Space Travel
11, Feb, 2012

Your Photo on a Space Shuttle

Written by spacetravel.org   
Wednesday, 23 June 2010 13:45

NASA has promised that if you download a photo of your face to their Face in Space website, it will be placed on a space shuttle and flown to the International Space Station.

You can choose which of the last two space shuttle missions will carry your photo: Space Shuttle Discovery mission STS-133, which will launch on September 16, or Space Shuttle Endeavour mission STS-134, which will launch in November.

STS-133 will deliver Robonaut 2, a robot assistant, to the ISS. It will also transport a cargo pod to the space station.

STS-134 will carry an instrument for searching for phenomena such as antimatter galaxies.

The most recent shuttle mission, STS-132, was Space Shuttle Atlantis' final mission.

After the space shuttle program ends, NASA will use commercial spacecraft to transport American cargo and American astronauts to the International Space Station.
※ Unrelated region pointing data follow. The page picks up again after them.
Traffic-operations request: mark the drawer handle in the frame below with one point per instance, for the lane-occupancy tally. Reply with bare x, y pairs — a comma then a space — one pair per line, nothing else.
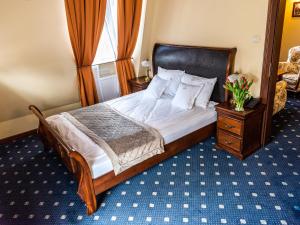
228, 142
229, 126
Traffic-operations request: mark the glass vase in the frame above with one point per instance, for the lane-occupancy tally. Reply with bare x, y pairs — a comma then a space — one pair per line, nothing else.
239, 104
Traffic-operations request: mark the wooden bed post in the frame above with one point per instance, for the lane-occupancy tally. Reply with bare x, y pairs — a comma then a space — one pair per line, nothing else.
86, 189
73, 160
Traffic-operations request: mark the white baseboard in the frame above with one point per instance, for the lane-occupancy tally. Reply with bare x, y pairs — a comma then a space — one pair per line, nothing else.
26, 123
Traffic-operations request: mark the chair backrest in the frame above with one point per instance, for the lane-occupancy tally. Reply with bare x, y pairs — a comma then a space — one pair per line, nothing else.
294, 55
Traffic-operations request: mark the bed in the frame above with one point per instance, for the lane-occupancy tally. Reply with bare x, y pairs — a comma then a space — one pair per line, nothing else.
93, 168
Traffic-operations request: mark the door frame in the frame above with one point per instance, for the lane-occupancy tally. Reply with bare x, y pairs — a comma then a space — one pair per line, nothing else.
275, 20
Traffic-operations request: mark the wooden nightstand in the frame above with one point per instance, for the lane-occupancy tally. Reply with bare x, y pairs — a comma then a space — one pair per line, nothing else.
138, 84
239, 132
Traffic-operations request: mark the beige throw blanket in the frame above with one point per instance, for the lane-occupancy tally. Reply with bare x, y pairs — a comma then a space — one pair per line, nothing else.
125, 141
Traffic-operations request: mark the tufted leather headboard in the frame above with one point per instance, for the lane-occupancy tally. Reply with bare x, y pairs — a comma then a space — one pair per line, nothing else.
200, 61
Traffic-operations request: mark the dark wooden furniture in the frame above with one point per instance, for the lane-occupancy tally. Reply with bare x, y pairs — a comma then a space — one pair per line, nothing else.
201, 61
138, 84
239, 132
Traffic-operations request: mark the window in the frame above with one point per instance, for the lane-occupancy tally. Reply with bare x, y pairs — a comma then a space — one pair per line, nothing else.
107, 48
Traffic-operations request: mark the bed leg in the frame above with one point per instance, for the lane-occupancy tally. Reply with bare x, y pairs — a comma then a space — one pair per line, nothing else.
43, 134
86, 189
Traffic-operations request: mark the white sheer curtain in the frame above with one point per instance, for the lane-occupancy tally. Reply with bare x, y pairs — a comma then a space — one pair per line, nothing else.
107, 49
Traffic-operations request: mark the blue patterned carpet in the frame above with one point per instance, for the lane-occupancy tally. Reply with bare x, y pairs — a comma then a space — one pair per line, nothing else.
199, 186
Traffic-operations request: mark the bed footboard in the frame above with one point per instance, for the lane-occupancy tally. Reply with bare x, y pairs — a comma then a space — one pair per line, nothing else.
73, 160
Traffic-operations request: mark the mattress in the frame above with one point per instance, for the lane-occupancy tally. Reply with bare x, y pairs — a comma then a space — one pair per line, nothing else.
171, 122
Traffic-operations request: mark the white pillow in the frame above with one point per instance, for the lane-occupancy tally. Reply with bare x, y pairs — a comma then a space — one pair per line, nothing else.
203, 98
174, 76
186, 95
156, 87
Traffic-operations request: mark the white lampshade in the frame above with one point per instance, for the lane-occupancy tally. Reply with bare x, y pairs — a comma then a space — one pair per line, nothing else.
145, 63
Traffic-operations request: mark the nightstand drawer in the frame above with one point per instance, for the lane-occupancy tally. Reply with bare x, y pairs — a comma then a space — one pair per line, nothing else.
229, 124
229, 140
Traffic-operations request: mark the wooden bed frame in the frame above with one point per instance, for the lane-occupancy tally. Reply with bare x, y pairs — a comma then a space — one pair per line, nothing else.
203, 64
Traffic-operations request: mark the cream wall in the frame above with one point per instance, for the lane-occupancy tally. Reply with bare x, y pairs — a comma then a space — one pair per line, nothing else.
291, 31
37, 64
230, 23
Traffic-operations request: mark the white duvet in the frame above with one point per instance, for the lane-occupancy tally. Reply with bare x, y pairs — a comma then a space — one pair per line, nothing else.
171, 122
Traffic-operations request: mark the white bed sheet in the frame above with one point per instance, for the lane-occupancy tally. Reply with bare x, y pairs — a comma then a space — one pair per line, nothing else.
171, 122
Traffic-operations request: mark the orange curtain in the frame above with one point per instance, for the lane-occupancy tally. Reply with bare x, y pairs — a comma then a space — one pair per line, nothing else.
85, 22
129, 16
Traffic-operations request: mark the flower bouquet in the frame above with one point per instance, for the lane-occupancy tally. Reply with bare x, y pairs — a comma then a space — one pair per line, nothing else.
239, 87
NASA's new goal for human space exploration is to send human beings to an asteroid by 2025.

Once that goal is achieved, NASA hopes to send humans to Mars.
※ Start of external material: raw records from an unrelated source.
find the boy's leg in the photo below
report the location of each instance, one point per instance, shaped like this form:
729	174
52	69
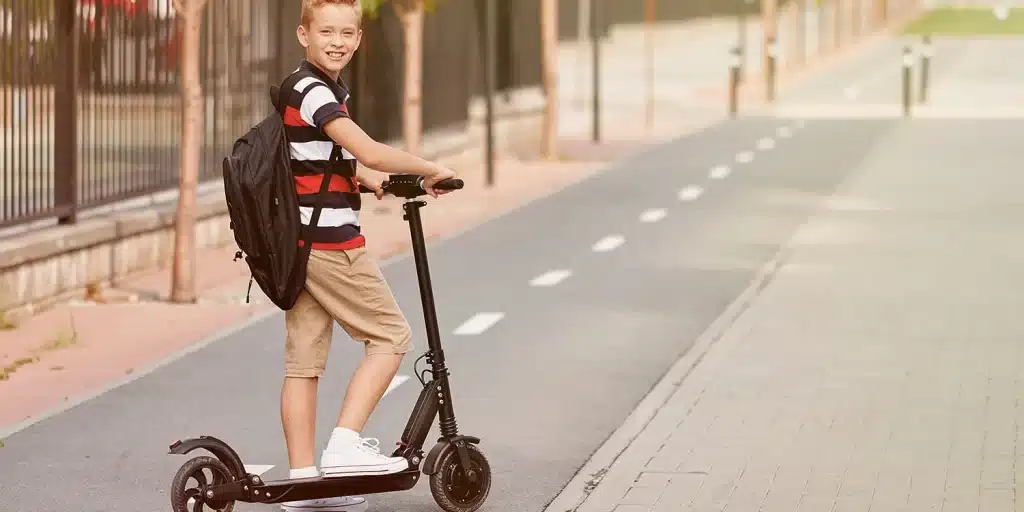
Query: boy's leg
354	292
309	328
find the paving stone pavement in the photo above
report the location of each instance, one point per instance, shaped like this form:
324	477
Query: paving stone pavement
879	366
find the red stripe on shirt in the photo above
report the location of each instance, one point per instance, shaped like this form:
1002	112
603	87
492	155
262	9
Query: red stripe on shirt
293	117
311	184
353	243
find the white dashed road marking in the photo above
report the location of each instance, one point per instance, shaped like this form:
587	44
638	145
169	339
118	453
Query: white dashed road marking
653	215
550	279
478	324
690	193
609	243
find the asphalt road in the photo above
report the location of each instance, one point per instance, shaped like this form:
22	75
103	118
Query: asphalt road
544	386
963	73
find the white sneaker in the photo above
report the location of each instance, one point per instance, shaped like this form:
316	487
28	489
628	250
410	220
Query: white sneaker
350	456
345	504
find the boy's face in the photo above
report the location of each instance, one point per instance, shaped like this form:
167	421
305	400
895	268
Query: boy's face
332	37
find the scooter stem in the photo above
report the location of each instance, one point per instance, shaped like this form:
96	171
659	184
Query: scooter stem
436	353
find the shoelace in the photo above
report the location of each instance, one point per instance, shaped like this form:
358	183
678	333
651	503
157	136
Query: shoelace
371	444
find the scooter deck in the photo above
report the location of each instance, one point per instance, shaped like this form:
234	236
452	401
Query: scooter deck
315	487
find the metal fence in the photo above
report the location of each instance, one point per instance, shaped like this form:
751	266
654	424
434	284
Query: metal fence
89	92
90	105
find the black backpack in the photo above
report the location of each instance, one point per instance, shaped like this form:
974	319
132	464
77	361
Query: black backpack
263	208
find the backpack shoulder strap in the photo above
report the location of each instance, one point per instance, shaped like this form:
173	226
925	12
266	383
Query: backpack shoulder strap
283	93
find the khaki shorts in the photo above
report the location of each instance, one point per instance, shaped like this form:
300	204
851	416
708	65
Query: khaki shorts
345	287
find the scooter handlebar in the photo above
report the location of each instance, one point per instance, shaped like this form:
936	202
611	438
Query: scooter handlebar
411	185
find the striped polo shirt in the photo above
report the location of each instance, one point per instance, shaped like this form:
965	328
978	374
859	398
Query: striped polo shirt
314	100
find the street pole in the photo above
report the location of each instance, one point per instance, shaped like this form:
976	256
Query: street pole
649	14
907	66
926	65
741	33
769	13
488	34
595	41
734	65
While Face in Space project is the first NASA project to allow people to send photographs into space, names and messages have been carried on other NASA spacecraft before.

Through the Student Signatures in Space project, space shuttles have been carrying the signatures of school children into space since 1997.

The Mars Rover placed a mini-DVD, which contains millions of names, on the North Pole of Mars in 2004.

In 2008, the Lunar Reconnaissance Orbiter took a microchip full of people's names to the Moon.

The Kepler telescope, which is looking for planets outside the Solar System, carries a DVD with names and messages.

Participants in Face in Space must be over 13 and cannot upload any content that is sexually explicit. NASA will remove any photos that violate its terms and conditions.